The overriding view of many commentators during recent months has been that Brexit uncertainty and a lack of affordability in some areas are continuing to stifle the UK housing market.

Last month, data from the Royal Institution of Chartered Surveyors (Rics) indicated a further weakening of the market, with demand, prices and sales expectations all down. A week ago it emerged that the London estate agent Foxtons had slumped to its first annual loss since its stock market debut, blaming a further fall in the number of homes sold and warning of a prolonged downturn in the capital’s property market.

Lucy Pendleton, a founder director of the estate agent James Pendleton, said: “This market is rattling around like a ricocheting bullet. It’s an incredibly unusual shift, even for monthly prices, which are known to be more volatile.”

Brian Murphy, the head of lending at the Mortgage Advice Bureau, said one reading of the data was that the market had held steady over the past few months in most parts of the UK but with the start of a new year, this had given way to a spike in activity “due to the pent-up demand of those who wanted to move but had delayed their plans until more clarity around Brexit was available”.

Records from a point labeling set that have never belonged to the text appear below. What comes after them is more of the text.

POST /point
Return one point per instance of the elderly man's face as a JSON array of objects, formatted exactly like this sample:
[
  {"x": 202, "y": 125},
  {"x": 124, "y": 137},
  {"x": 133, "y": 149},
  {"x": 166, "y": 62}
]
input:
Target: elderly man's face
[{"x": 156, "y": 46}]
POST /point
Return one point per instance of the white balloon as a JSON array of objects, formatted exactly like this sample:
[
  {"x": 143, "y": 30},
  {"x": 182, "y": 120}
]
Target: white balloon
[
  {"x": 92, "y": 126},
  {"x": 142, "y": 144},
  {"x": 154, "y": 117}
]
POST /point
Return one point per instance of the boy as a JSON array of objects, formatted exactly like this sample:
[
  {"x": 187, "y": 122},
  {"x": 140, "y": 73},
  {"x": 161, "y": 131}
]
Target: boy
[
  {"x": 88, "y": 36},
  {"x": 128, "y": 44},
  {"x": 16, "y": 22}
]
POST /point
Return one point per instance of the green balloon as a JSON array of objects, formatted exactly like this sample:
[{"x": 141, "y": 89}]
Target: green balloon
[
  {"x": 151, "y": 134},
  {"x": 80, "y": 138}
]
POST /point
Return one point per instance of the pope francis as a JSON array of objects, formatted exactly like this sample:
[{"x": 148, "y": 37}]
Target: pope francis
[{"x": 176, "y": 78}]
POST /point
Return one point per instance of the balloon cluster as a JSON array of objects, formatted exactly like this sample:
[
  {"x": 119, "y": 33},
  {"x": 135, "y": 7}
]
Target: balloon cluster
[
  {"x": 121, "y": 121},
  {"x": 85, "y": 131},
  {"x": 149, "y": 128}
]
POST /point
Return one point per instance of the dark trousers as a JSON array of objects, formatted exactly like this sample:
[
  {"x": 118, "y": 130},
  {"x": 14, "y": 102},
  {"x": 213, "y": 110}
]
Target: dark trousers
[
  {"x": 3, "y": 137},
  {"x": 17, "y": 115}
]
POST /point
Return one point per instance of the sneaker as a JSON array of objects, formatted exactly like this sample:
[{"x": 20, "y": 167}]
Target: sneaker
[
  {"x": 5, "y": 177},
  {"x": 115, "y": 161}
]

He said: “With any direction with regards our imminent departure from the EU still lacking, it would appear some purchasers have gone ahead anyway, supported by a highly competitive borrowing market, hence the ‘growth spurt’ in the market as reported this morning.”

However, Tombs thinks the Halifax index’s extreme volatility, with February’s “gigantic” rise following a sizeable fall, “undermines its validity”. He said: “Like others, the index is seasonally adjusted, but it uses an outdated methodology which potentially is contributing to its excessive volatility. All other indicators suggest that house prices essentially are on a flat trend.”